Use of the cassock.
In England… and in Wales?… it was illegal to wear the cassock in public. Perhaps it still is. I believe there is a tale told that Queen Elizabeth paid the fine for John Paul II. Se non è vero….
In these USA, the Council of Baltimore, held in a time of real persecution of Catholics, it was determined that in public priests would wear the more secular frock coat, rather than the cassock. That policy, which shaped the old priests who shaped me, lingers in my practice. I don’t often go out in public in the cassock, but my resistance is … futile.
However, the erosion of our Catholic identity, and the erosion of priestly identity – directly related to each other – have led inexorably to a lack of comprehension of what a priest is, how to recognize one, etc. And priests haven’t made that easy.
Now I read a story about a group of seminarians in clerical dress were denied entry to a pub in Cardiff, because the innkeeper thought they were in “fancy” dress or they were there for a “stag do”.
From The Telegraph:
Father Michael Doyle said the seven went to the pub in Quay Street to celebrate the ordination of Father Peter McLaren at Cardiff Metropolitan Cathedral of St David near Queen Street.
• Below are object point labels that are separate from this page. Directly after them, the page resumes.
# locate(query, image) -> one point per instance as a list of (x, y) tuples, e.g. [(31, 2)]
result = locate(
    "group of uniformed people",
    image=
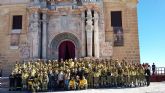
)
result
[(83, 73)]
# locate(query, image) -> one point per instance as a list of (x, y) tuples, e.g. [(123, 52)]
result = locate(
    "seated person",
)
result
[(83, 84), (72, 84)]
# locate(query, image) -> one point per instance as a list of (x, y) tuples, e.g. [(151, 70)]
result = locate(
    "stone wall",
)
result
[(130, 50), (9, 56)]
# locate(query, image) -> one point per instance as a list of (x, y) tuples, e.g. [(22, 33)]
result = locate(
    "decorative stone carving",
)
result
[(89, 30), (96, 35), (34, 34), (24, 52), (62, 37)]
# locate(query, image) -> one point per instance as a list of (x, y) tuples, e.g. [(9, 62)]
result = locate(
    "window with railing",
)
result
[(15, 31), (116, 23)]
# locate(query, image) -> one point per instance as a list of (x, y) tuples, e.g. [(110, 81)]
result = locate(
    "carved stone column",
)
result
[(83, 34), (96, 35), (44, 36), (89, 32), (34, 34)]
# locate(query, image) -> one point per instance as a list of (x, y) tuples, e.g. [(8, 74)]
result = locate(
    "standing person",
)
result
[(153, 69), (147, 75)]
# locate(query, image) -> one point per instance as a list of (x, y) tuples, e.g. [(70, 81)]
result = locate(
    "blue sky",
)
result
[(151, 26)]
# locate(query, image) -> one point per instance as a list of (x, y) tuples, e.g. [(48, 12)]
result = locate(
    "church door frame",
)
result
[(64, 37)]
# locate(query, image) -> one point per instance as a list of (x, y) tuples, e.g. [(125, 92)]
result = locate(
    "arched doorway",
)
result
[(66, 50)]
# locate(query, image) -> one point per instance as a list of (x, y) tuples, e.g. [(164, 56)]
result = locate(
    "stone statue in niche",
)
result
[(34, 25)]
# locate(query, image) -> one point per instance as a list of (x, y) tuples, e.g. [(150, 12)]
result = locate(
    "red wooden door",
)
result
[(66, 50)]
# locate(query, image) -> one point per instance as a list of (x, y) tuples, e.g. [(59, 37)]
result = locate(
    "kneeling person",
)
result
[(83, 84), (72, 84)]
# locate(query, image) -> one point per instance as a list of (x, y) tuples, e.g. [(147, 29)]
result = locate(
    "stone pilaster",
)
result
[(83, 34), (96, 35), (89, 32), (34, 34), (44, 36)]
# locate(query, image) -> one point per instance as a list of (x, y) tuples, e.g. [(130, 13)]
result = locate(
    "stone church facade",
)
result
[(62, 29)]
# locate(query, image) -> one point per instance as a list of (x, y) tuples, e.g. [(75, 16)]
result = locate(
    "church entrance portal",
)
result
[(66, 50)]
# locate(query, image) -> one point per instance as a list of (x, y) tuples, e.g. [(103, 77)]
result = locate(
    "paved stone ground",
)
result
[(155, 87)]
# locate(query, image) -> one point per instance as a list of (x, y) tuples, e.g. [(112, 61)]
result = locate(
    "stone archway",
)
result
[(58, 39), (66, 50)]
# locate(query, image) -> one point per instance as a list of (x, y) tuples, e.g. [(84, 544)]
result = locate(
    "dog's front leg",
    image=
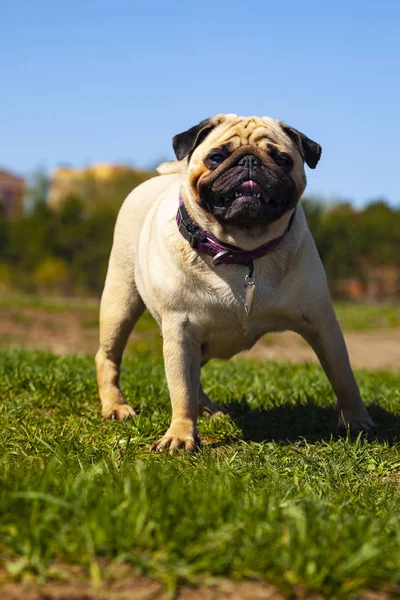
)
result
[(182, 358), (324, 335)]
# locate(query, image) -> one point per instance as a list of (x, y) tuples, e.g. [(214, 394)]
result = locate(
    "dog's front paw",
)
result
[(118, 412), (357, 423), (181, 435)]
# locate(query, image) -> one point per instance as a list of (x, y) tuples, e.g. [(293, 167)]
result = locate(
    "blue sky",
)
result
[(92, 81)]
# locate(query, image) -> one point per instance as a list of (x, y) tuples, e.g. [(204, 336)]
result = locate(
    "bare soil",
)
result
[(76, 331)]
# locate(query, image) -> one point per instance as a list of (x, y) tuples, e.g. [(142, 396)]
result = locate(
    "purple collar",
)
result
[(222, 253)]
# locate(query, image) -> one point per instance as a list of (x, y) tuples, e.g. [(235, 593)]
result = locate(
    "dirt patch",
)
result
[(139, 588), (76, 331)]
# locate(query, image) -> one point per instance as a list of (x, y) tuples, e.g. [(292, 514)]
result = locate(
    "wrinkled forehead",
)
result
[(243, 131)]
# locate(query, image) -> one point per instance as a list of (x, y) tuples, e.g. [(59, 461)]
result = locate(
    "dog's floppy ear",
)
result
[(309, 150), (184, 143)]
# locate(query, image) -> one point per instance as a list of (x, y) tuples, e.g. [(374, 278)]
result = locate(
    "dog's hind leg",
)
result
[(121, 306)]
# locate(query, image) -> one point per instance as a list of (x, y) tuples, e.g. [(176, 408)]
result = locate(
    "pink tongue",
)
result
[(250, 186)]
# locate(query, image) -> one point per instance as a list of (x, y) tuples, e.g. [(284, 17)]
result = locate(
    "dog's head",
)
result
[(246, 171)]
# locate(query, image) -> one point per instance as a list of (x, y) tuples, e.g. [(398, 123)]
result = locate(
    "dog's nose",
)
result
[(249, 161)]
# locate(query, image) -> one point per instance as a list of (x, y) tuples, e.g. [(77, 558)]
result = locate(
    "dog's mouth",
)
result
[(248, 191)]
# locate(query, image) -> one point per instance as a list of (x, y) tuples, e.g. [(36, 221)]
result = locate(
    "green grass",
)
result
[(367, 317), (270, 494)]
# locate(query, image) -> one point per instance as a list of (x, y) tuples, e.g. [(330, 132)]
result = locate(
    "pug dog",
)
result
[(218, 249)]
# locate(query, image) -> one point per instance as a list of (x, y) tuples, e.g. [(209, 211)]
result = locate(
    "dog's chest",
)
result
[(228, 327)]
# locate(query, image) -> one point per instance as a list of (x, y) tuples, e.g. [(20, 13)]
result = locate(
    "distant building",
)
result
[(86, 182), (12, 191)]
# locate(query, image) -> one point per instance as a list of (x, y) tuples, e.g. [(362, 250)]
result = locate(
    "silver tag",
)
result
[(249, 293)]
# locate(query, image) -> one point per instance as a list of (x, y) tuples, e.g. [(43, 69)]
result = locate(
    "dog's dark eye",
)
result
[(215, 158), (283, 160)]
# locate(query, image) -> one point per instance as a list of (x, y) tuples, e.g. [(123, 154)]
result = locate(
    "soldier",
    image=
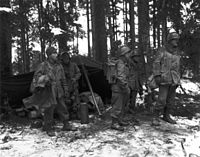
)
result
[(166, 71), (72, 74), (49, 87), (135, 82), (120, 89)]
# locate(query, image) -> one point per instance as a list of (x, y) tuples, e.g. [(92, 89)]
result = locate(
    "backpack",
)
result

He said it was a double celebration because Fr McLaren was the second to be ordained to the priesthood in a week.
He added that the City Arms was a favourite of his colleagues including the Archbishop of Cardiff, George Stack.
Fr Doyle said: “They arrived at the City Arms and they were dressed wearing the clerical collar. “The doorman basically said something along the lines of, ‘sorry gents, we have a policy of no fancy dress and no stag dos’.”